I injured my right wrist by being dumb but it’s my left wrist that hurts. Nine months ago I saw a man practicing his serve on the public courts where I play and I asked if I could return his serve. He was practicing his second serve trying to kick it as high as possible. Pretty quickly I realized that I was out of my league but I stayed out there still trying to get the ball back over the net. One of his serves kicked up and bent my right thumb backwards. Turns out he was a semipro player. Way, way out of my league.

It took about three months and many different treatments before my thumb healed. One of the treatments was acupuncture. The acupuncturist put needles in both wrists for symmetry but the needle in my left wrist accidentally hit a nerve. That is why my left wrist still hurts even though my right wrist is fine.

Last week I found myself in a similar position. This time the server was hitting the ball so hard I knew that my back would hurt if I continued to return his serves. Yet, I could not pull myself off the court? What is the problem here?

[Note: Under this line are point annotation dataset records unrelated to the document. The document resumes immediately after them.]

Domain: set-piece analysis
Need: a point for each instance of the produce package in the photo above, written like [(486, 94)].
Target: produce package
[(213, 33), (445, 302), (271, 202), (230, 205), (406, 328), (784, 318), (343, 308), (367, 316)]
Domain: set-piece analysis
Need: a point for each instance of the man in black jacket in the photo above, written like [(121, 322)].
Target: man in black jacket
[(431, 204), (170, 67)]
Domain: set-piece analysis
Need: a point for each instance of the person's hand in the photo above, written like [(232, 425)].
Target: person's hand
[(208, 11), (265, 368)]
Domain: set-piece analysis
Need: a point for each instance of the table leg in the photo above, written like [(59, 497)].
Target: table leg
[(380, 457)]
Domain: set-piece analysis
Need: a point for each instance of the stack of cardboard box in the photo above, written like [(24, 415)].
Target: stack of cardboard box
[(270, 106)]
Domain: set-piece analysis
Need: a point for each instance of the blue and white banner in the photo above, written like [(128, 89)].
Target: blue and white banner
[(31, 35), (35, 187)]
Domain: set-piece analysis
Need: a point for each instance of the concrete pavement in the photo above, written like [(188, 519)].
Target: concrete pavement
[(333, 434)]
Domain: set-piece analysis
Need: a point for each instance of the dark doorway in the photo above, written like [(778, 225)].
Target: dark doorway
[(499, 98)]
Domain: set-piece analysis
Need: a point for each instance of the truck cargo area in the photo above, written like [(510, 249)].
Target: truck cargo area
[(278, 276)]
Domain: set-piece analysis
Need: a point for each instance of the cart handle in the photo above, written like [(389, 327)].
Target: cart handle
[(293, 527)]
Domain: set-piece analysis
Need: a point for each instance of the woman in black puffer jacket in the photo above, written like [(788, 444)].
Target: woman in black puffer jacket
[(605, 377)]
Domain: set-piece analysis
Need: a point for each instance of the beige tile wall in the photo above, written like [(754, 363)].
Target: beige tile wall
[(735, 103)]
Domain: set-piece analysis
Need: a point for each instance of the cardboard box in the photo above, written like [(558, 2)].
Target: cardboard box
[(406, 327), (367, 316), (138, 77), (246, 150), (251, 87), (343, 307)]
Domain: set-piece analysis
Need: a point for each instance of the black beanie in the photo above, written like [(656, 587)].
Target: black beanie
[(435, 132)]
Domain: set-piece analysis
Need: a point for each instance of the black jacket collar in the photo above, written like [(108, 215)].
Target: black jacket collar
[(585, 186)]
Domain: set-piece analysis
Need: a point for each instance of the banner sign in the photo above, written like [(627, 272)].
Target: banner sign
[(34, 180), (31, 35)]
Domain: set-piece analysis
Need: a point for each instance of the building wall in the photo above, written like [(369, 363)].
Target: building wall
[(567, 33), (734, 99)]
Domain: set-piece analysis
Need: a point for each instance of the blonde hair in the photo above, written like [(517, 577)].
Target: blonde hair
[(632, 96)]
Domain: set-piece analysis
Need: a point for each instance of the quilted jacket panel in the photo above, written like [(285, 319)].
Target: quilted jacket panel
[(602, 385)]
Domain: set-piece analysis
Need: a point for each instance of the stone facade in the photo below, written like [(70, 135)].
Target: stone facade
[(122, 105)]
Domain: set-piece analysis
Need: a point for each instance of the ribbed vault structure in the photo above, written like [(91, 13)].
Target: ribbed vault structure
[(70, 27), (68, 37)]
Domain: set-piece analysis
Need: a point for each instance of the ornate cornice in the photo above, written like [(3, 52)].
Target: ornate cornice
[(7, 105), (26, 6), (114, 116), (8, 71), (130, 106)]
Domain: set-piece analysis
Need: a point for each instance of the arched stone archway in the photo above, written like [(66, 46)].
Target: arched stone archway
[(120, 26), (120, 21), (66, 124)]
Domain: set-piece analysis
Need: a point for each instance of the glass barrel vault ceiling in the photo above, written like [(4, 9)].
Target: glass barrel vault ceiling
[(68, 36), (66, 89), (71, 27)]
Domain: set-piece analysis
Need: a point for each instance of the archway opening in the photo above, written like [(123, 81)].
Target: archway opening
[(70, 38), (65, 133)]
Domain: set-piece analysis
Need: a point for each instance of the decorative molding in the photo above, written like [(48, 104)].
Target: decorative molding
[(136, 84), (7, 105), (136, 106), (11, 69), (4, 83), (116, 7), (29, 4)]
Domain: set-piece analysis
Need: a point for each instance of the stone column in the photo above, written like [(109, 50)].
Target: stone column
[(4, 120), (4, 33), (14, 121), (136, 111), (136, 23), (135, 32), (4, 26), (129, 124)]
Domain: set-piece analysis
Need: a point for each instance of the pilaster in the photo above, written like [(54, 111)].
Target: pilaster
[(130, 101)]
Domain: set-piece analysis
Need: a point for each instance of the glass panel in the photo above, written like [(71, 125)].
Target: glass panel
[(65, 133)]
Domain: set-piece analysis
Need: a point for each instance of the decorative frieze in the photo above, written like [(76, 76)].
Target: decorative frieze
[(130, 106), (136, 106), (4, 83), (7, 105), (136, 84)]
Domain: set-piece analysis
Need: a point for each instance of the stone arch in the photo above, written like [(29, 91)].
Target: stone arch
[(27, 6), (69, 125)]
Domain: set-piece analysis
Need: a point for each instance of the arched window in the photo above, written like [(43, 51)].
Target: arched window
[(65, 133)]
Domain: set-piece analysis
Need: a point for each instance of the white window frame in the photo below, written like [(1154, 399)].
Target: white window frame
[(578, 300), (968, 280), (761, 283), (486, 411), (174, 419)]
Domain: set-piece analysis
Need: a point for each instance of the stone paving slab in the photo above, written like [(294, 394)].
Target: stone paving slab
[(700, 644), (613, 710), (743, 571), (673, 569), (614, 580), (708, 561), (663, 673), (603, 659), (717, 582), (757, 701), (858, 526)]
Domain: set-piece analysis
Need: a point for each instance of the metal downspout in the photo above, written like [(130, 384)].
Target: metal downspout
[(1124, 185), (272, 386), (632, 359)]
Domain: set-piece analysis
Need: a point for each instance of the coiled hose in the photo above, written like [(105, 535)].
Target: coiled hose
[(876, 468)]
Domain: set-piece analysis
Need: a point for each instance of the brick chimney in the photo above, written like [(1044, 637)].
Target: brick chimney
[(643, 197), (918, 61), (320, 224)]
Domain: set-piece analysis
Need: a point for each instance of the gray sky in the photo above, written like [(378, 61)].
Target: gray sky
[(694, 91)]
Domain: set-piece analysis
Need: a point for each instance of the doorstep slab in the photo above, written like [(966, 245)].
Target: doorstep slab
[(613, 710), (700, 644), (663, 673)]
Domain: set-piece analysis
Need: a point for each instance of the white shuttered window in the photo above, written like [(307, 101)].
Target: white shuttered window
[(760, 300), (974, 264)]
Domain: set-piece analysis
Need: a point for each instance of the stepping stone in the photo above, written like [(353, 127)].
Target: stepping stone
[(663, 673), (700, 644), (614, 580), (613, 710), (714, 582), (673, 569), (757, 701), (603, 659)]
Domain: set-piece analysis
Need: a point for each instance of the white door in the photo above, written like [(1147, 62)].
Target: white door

I have been taking Alexander Technique lessons since 1990. F.M. Alexander was an actor who lived in Australia at the turn of the 20th century. He liked to give solo shows of readings in Shakespeare but each time he started to perform, he would lose his voice. No one could tell him why this was happening so he embarked on a long study of observation and experimentation to find the cause of the problem.

It turns out that just as he was about to open his mouth and speak on stage, he would pull his head back, depress his larynx and suck in breath. These movement were present whenever he spoke but they were magnified when he performed. Sitting in front of a mirror, he worked to change his movement habits until this was no longer a problem. Alexander eventually moved to England and began training others with the technique he developed.

After fifteen years of Alexander lessons, I still get injured. And it doesn’t help me figure out why I can’t leave the court when I know that I am likely to get hurt. I recently came across the work of David Gorman. He is a certified Alexander Technique teacher but he has taken it one step further with work that he calls Learning Methods. He wondered what would have happened if Alexander had asked himself what he was thinking when he performed publicly instead of changing his movement habits. What if Alexander thought that he had to speak much louder and try much harder in performance than he did during rehearsal?

The key here is not to change the movement that is causing the injury but to work with the thought that leads to the movement.

David lives in the south of France and there are no instructors in California so I made an appointment to speak to him by phone. He asked me what I was thinking when I couldn’t pull myself off the tennis court even though I knew my back would hurt. I said that I didn’t want to leave the court because I wanted the server to think that I was a good tennis player and I certainly wasn’t a good tennis player if I couldn’t even stay on the court.

The server might think I’m a good tennis player no matter what I did or he might think I’m a bad tennis player no matter what I did, David pointed out. And what is the criteria for a good tennis player? A more useful question would be, “Is this thought helping me?” Clearly it’s not if the result is injury.

David asked me what I was thinking when I played well. I told him that I use a technique I learned from Lanny Bassham’s work. When I play a match, in between points I occupy my mind so that there is no room for negative thoughts. Before I play a point, I think about where I want the ball to go on the next shot and I mentally rehearse the shot. After the point ends, if I won the point I say to myself, “That’s like me.” If I lost the point, I repeat the preparation for the next point. These thoughts are helpful, they prepare me for the next point and they keep me from getting distracted by discouraging thoughts.

Because I want to perform well in front of others, I do things that are beyond my capabilities and I get injured. What if Alexander had taken the stage and used exactly the same voice he used in rehearsal, doing nothing extra? Maybe he wouldn’t have lost his voice.

The key here is not to change the movement that is causing the injury but to work with the thought that leads to the movement.

How will I use this information? Tomorrow I am meeting members of my new USTA team. If I’m playing with someone new, I like to get to the courts an hour and a half early, use the hitting machine and practice my serve so that I am completely warmed up when I meet them. All the better to impress them. Tomorrow, it turns out, there are no courts available so I will just have to warm up with everyone else.

Trying too hard in a performance situation is a common way to interfere with yourself and end up underperforming or, possibly, getting injured. David told the following story as an example. Someone asked Anne-Sophie Mutter, a well-know concert violinist, what she does about stage fright. She said she never gets stage fright. For her it’s just like practice and if something goes wrong, well, then that’s just something to learn from.